The S3T missense heterozygous variant detected in P8 is positioned as part of the residues of α-subunit that seems to have a role in the enzyme activity against the specific sulfated substrate 4MUGS. S3T has been detected in a screening study for TSD carriers [35]. Earlier studies demonstrated these two domain-residues of α1-191 and α 403-529 to account for enzyme activity against 4MUGS [29]. However, other investigators pointed residues 1–131 as not being involved in binding the negatively charged substrates, instead, they suggested residues 132–283 as the α-subunit negatively charged substrates-binding site [36].

The recurrent R499C mutation was identified as homozygous in P5, the substitution is likely to interrupt the specific disulfide bond and disrupt the three-dimensional structure of the enzyme [37]. The other two mutations R504H and R504C affect the ability of the alpha subunit to dimerize.

R504C was detected as heterozygous in P1 & P3 and homozygous in P2. R504H was homozygous in P4. R504 of the α-subunit directly binds to D494 of the β-subunit in the α-β heterodimer model. Substitution of R504 to C or H causes a disruption of that binding leading to conformational changes in the dimer interface [38]. Frequent recurrence of Arg to His/Cys substitution at positions 499 and 504 is probably a consequence of a mutagenic hot spot of the CpG dinucleotides [29, 33].

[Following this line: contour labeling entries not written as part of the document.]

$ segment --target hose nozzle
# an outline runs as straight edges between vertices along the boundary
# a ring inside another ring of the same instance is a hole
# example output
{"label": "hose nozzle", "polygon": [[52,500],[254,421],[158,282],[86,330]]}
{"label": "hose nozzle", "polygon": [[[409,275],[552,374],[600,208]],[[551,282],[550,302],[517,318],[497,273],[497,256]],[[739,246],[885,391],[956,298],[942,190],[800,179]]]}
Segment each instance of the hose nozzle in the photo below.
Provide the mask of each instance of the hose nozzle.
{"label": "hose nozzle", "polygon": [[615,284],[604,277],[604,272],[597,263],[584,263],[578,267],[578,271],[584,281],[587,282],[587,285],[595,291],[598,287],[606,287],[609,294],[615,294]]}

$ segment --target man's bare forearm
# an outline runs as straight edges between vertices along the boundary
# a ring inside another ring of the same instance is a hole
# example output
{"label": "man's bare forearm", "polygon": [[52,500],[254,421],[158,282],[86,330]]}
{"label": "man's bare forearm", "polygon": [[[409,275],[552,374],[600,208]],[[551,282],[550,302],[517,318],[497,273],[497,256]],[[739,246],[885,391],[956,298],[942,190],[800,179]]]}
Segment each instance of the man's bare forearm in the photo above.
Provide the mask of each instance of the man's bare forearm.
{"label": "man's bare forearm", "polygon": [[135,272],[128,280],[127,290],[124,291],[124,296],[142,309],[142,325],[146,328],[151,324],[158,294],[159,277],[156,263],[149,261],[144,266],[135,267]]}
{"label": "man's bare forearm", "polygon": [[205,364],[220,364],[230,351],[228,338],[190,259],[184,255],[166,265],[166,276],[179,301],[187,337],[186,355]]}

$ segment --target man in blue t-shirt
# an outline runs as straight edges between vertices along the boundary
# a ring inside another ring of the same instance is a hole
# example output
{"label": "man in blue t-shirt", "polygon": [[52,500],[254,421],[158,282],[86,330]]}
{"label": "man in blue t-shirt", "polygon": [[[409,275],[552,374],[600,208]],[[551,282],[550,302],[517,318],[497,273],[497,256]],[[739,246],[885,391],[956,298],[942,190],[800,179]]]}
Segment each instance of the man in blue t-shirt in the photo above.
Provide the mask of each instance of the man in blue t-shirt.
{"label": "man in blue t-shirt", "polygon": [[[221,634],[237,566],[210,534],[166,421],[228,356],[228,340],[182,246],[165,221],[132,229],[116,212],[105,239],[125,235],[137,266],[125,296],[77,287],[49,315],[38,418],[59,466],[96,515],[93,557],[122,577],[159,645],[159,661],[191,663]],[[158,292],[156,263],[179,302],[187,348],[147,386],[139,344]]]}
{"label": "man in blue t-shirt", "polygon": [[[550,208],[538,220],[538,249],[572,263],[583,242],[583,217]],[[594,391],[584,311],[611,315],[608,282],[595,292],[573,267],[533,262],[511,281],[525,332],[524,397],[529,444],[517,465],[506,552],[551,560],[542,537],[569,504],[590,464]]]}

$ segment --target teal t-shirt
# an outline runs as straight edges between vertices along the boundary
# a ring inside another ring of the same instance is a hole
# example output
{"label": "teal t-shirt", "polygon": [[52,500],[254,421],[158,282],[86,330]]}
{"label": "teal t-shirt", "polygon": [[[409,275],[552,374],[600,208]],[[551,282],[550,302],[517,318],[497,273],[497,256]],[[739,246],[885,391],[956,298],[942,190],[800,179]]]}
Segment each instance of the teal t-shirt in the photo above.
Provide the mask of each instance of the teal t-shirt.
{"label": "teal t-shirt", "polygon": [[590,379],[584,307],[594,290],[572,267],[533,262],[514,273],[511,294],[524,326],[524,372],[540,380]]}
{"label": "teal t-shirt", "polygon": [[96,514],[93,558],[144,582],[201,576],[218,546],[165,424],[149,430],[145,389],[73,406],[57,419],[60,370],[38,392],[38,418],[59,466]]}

The polymorphic variants I436V and E506E were detected in 91% of our patients and control subjects. I436V was frequently reported in normal American black population [14, 39], and also found to occur at high frequency among Ethiopian Jews (heterozygotes frequency: 26.1%), while at a lower frequency in Jewish from eight populations, Iraq, Syria, Tunis, Morocco, Libya, Yemen, Persia and Eastern Europe (1.5–7.0%) [40].

In this study, 77% of patients were the product of consanguineous marriages. The cConsanguinity rate in Egypt reported to be above 30% throughout the last 40 years [41]. In an earlier biochemical study, 58% of Egyptian patients with GM2 gangliosidosis were diagnosed as Tay Sachs disease by enzymatic assay. Parental consanguinity was present in 73.3% of these cases. [42]. Consanguinity is a principal factor in increasing the incidence of rare autosomal recessive diseases among the Arab population. The incidence of Tay-Sachs disease has been markedly reduced by more than 90% since the introduction of carrier screening and counseling in Jewish population in comparison to the non-Jewish who is now at 3–4-fold higher frequency [6, 7].

Conclusions

The HEXA mutations R504C, R504H, and R499C are confirmed as being not specific to the Jewish population but of a diverse background. The novel mutations E307A, H318D, and E162Rfs*37 may be specific to Egyptian or Arab TSD patients, hence additional studies in Arab and Middle East populations are highly recommended for the delineation of unique ethnic-related disease-causing variants. The findings of this study suggest Sanger sequencing of HEXA-exon 13, as the first screening mutational target in suspected TSD Egyptian patients. Mutation identification in a proband will be the basic measure in the prevention of TSD recurrence in Egyptian families, the reason the NGS should be considered in patients with negative Sanger sequencing results.